Monterey Jazz Festival taps Web streaming to expand audience

Monterey Jazz Festival organizers decided that 2011 was the year they would bring performances from the venerable festival to a global audience via streaming media.

The decision paid off as the festival and two media partners reported impressive online viewing statistics for performers, including the Robert Glasper Experiment, Carmen Souza and the Benny Green Trio.

Streaming media and content delivery provider StreamGuys provided the Internet broadcast services for the 54th Monterey Jazz Festival. Evening performances from the Night Club/Bill Berry Stage were hosted live over the websites of the Monterey Jazz Festival and Santa Cruz-based NPR member station KUSP-FM. Popular NPR jazz music blog “A Blog Supreme” also hosted the performances.

StreamGuys delivered H.264 video and AAC+ audio at varying bit rates to support an array of user speeds and media players. The company used its scalable, virtualized streaming infrastructure to deliver live, synchronized video and audio streams to desktops, laptops and mobile devices. StreamGuys provided embedded media players to all three websites to give viewers direct, simple and free access to the live streams.

Timothy Orr, marketing associate for Monterey Jazz Festival, noted that streaming media offers a unique opportunity to introduce jazz to new audiences. The webcast recorded more than 3000 visitors from 59 countries, and expects that to grow in the coming years with more advance promotion.

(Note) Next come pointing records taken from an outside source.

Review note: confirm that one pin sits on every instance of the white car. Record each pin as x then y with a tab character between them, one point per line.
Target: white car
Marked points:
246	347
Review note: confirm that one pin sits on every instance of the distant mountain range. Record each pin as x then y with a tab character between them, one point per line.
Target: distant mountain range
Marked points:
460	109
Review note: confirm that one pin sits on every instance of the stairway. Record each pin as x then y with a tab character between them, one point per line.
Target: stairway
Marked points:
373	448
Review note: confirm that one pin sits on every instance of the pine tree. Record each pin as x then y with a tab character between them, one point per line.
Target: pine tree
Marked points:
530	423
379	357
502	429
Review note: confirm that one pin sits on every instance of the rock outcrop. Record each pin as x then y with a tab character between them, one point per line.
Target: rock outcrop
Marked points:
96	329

The Monterey Jazz Festival first experimented with streaming media in April 2011, delivering stationary, single-camera live feeds to the Internet for its Next Generation Jazz Festival, which highlights top student musicians from around the country. Orr and his team, together with representatives from KUSP, soon began conversations with StreamGuys to put streaming plans in place for the 2011 Monterey Jazz Festival.

McCune Audio produced the live video and audio, handing off the synchronized signal to StreamGuys via a Wirecast encoder. StreamGuys re-wrapped the original H.264 video stream for delivery to Apple iOS systems, Android mobile devices and embedded Flash players for Web streaming. Multiple audio bit rates (300kb/s, 800kb/s and 1500kb/s) supported adaptive bit rate streaming in iOS and Web-based platforms, ensuring that almost anyone with a 3G, Wi-Fi or broadband connection could stream the performances.